By the time we reached the Tête du Maure, it was dark and I was shivering, and praying that we would not lose Gregory to the soaking rain. But with the litter laid out by the great fire in the room downstairs, and with everyone drying and regaining warmth, it soon became apparent why we’d been sent there. Women were playing dice with drunken soldiers, women were drinking with elderly priests, women were fondling tipsy students in corners. There were old women and young women, fat women and thin women, light women and dark women. They looked at us curiously for a moment, and then resumed their business. A very large woman, with a vast tissue-thin headdress that revealed mountainous braids of false black hair and immense tinkling silver combs and earrings, approached us. Her face was unusually red and white, with rolls of rice powder settled in all the creases. Just now, the creases were smiling. She spoke to Hugo, who was shaking the water out of his hair like a dog, making little splut-splut noises as the drops hit the fire.

“What’s your pleasure?” she asked. “I’m Jeannot the Fat, and I’m known as the ‘Abbess’ here in Avignon. You won’t find a better place in town.”

“By the bowels of God!” Hugo exclaimed, grinning and looking about eagerly. “I’ve died and gone to Mussulman heaven!”

The Tête du Maure was a house of ill repute.

By the time the sun had come out the next day, it had become clear how the Moor’s Head was run. The first floor was the public floor, a tavern with two great wide fireplaces, narrow little barred windows, and a large number of alcoves, many curtained. The second floor was where the women lived, with rooms that were, shall we say, let by the night. On the uppermost floor, served by a rickety outside staircase, were a few rooms under the leaky eaves, let at long term to the most dubious of travelers.

In the center of the house was a wide courtyard, which you could see from our little window. Open staircases led from the courtyard to the rooms on each floor. And when the weather was good, the court was filled with travelers in strange costumes, Jews with their yellow badges opening their packs to display colorful wares, groups of students jesting in Latin, and women all finely dressed, with tinkling jewelry, tall headdresses, and high pattens, coming and going on mysterious business. All of it was a hint of the vibrant life of the streets and buildings beyond, a life I craved to go and see for myself. But most of the time I couldn’t even leave the little room, for someone had to be with Gregory, who was still too weak to be out of bed. And besides, I couldn’t go through town without a man to escort me, and Hugo and Malachi and the others all had business of their own. How I wished with all my heart that a miracle would happen and Gregory would sit up one day with his old energy renewed, all curious to see the new places! Then he would take me everywhere on his strong arm, and we could see everything together, and talk all about it, just as in the old days: the Turkish ambassadors in their strange turbans, the swarthy foreigners with the talking birds on their shoulders, the shops, the peddlers, the shrines, and the wonderful churches full of incense and chanting.

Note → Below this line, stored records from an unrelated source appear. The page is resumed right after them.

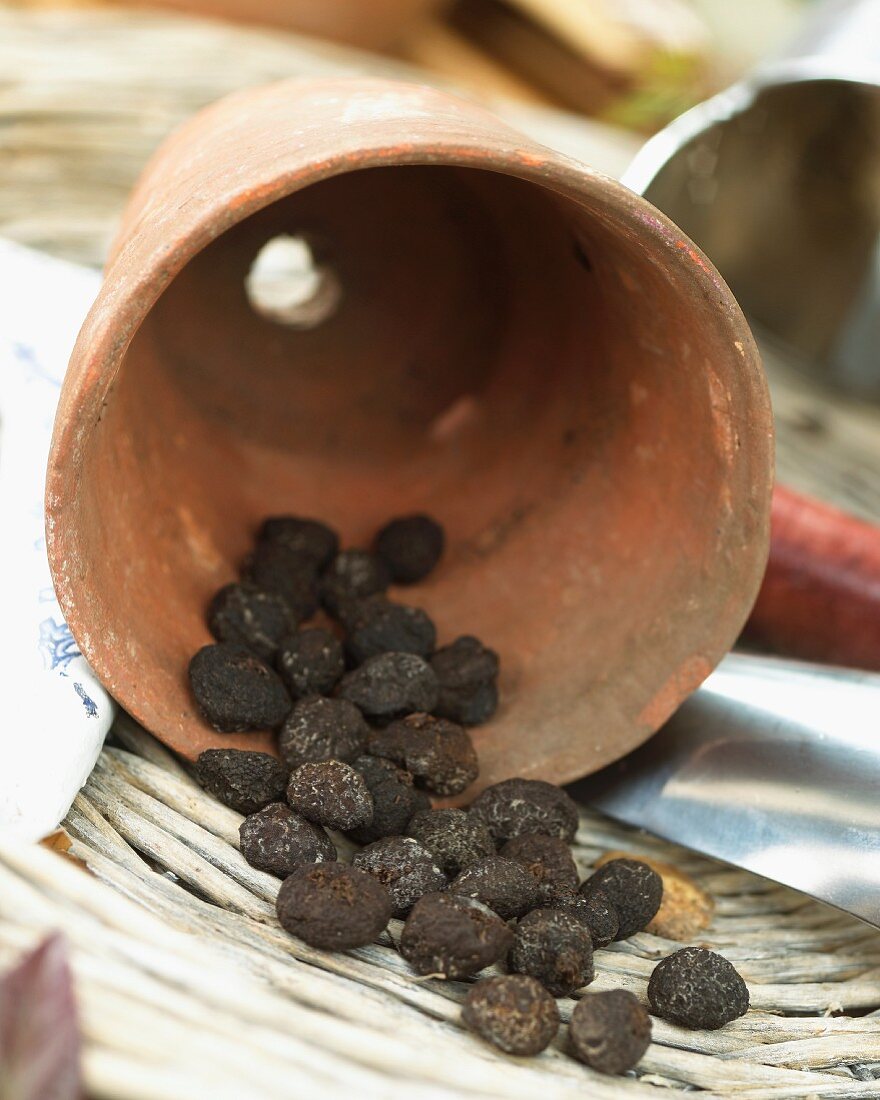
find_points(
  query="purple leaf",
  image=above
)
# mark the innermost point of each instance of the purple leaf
(39, 1030)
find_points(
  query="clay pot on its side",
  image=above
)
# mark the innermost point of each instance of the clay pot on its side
(518, 345)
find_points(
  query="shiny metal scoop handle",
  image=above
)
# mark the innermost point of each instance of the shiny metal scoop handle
(772, 766)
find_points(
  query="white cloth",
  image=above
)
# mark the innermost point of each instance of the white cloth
(54, 714)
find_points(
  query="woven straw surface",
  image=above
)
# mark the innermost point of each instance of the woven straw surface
(190, 989)
(187, 986)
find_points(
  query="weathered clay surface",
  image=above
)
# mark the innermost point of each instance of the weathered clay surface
(525, 349)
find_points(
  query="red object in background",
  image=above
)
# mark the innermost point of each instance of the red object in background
(821, 596)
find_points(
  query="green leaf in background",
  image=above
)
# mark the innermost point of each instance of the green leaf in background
(39, 1029)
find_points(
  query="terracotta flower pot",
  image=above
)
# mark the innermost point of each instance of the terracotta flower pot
(520, 347)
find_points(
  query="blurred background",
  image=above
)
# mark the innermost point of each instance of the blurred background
(87, 91)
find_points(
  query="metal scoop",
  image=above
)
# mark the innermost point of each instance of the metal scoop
(772, 766)
(778, 180)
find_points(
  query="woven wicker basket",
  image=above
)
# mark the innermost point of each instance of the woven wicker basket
(187, 986)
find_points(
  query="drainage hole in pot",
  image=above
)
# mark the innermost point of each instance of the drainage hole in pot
(288, 286)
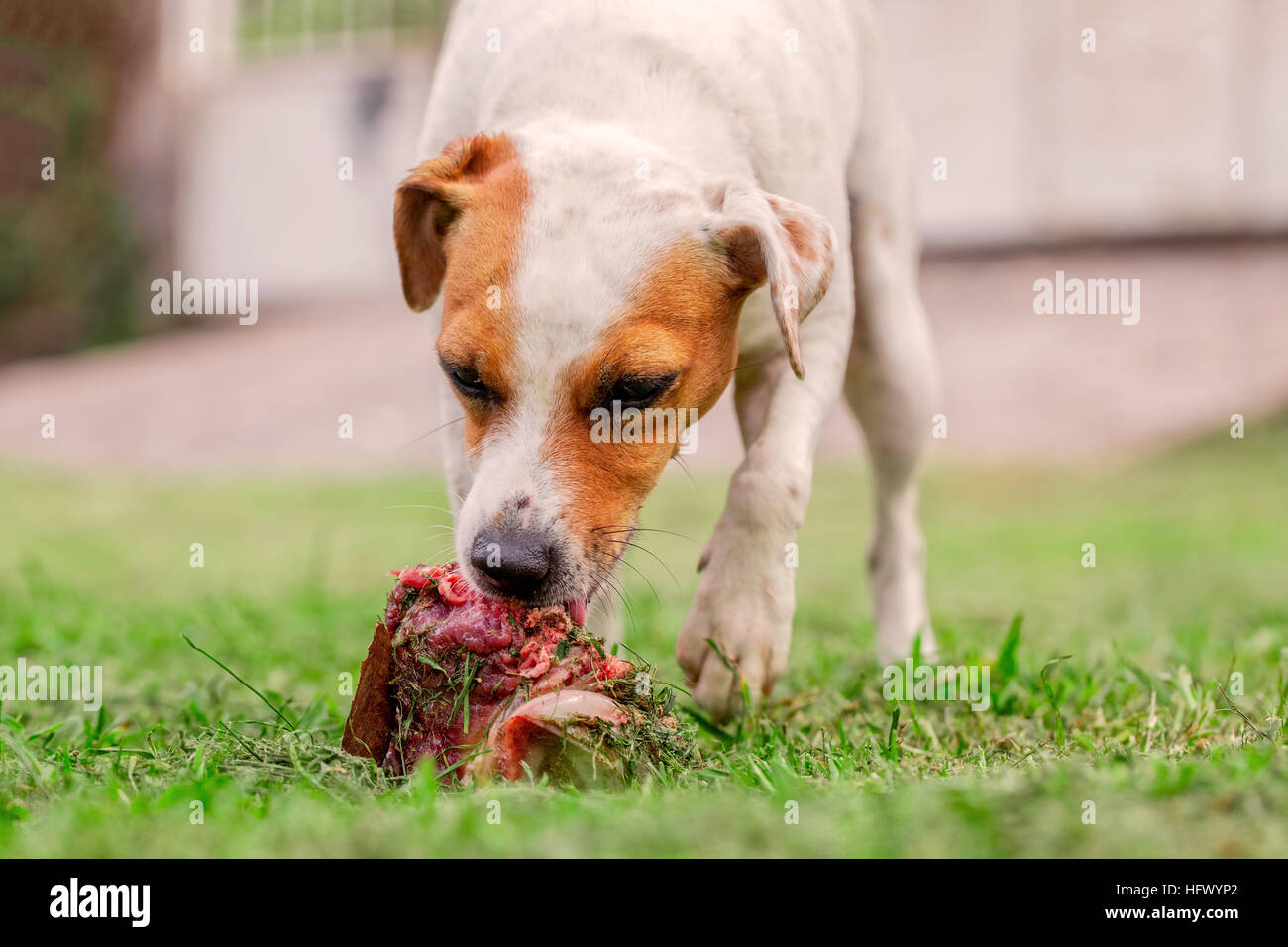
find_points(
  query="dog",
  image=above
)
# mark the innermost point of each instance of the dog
(639, 202)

Instead, I had to content myself with hearing all about it at second hand. Malachi told me all about the streets in which he wandered daily, and Hugo told me about the palaces of the great, where he loitered for hours, hoping for audiences with someone who might help him get the Pope’s intercession. Even Hilde had got one of Hugo’s attendants to take her about to various shrines, and though she did try to stay with me, I could see the holy places tugging at her heart, and told her to go and pray for Gregory there, if she wished to help me.

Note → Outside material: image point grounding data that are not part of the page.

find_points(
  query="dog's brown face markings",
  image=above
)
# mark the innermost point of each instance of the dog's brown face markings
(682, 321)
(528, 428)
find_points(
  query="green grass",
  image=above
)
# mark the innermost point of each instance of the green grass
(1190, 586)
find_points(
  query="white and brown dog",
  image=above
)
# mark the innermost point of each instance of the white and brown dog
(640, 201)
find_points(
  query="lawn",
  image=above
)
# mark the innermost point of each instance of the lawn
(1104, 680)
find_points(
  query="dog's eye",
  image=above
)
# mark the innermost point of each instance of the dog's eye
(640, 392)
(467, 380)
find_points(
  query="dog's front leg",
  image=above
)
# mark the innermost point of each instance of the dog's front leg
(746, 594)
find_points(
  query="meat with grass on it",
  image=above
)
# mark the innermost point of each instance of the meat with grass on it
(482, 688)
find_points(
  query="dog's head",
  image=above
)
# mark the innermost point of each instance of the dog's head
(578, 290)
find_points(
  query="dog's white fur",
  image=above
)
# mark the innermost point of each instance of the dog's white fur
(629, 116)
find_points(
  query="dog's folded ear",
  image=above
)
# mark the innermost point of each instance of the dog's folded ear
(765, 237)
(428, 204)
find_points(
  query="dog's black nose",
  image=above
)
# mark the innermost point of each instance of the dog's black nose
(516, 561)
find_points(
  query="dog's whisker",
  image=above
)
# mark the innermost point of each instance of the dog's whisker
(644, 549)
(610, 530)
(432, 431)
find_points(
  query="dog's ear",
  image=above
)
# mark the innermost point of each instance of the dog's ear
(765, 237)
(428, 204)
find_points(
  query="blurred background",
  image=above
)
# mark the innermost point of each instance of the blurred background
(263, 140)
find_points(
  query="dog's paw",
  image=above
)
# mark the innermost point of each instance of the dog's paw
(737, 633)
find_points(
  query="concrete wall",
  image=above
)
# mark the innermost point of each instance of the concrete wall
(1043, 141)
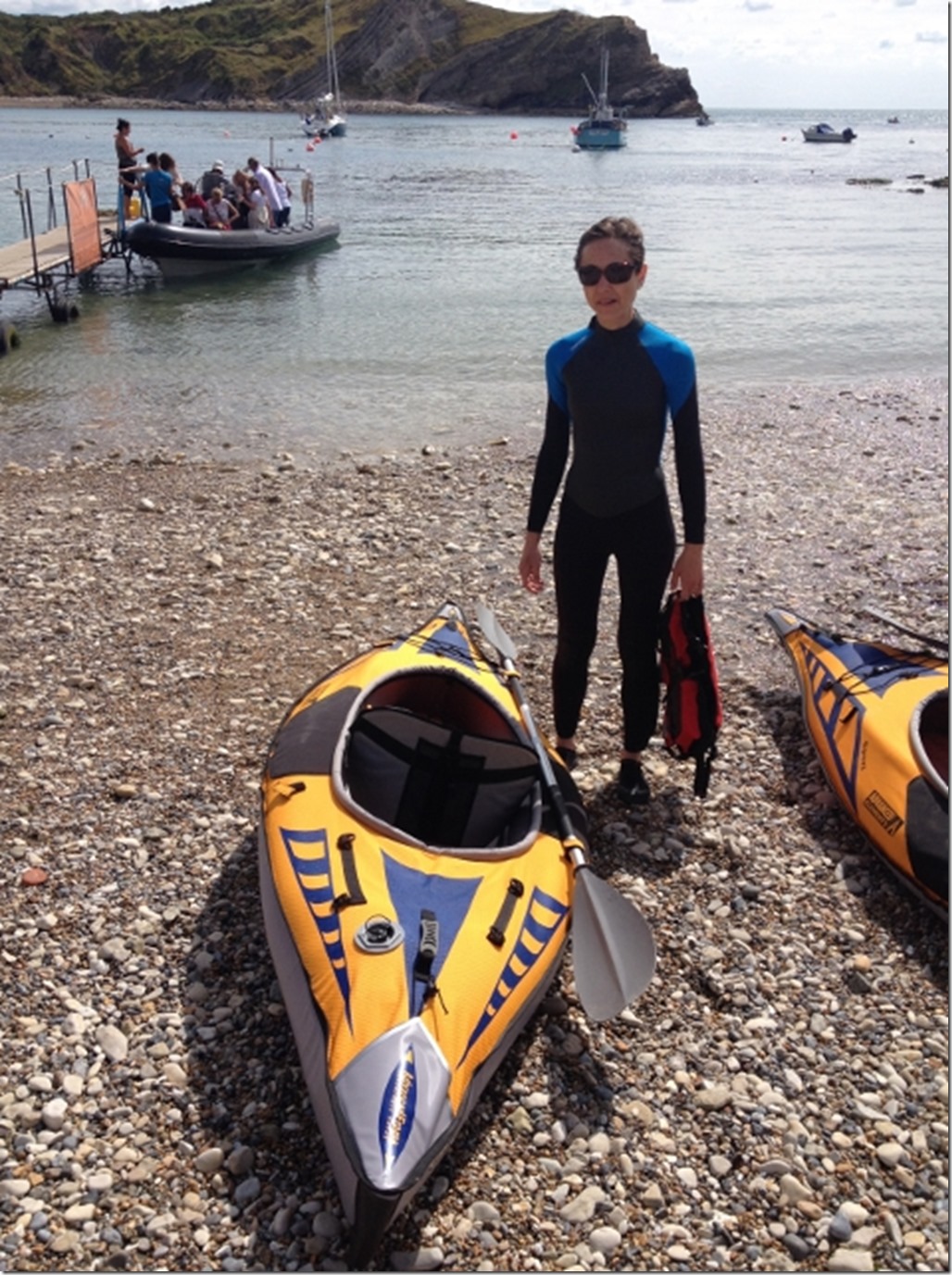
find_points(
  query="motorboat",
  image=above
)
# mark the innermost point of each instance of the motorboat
(825, 132)
(194, 251)
(878, 719)
(422, 866)
(606, 128)
(328, 119)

One day Hugo came in all cross, followed by Robert carrying his lute.

“Throw the damned thing in the fire, Robert. The man who sold it to me cheated me: the neck’s too narrow for a man’s fingers.”

“My lord, I beg you—it’s too valuable for firewood. Give it to me, instead.”

“You? You heard the man. You strive to outdo me?”

“Me? Oh, no, not at all. After all, it’s the verse that’s the higher thing. The music is only accompaniment. The work of the mind is proper to the lord, the job of noisemaker should be left to his squire.”

Hugo turned to inspect Robert’s face. His mind appeared to be working, although with Hugo you can never be sure.

“The damned little bitch laughed at me. You heard her. And that preposterous little fellow who calls himself a master of music says I need to perfect myself. Perfect myself! I’m perfect already!”

“Yes, my lord,” responded Robert without the slightest hint of sarcasm in his voice. He really wants that lute, I thought. He must have found an entirely different woman to court, and doesn’t want Hugo to know about it.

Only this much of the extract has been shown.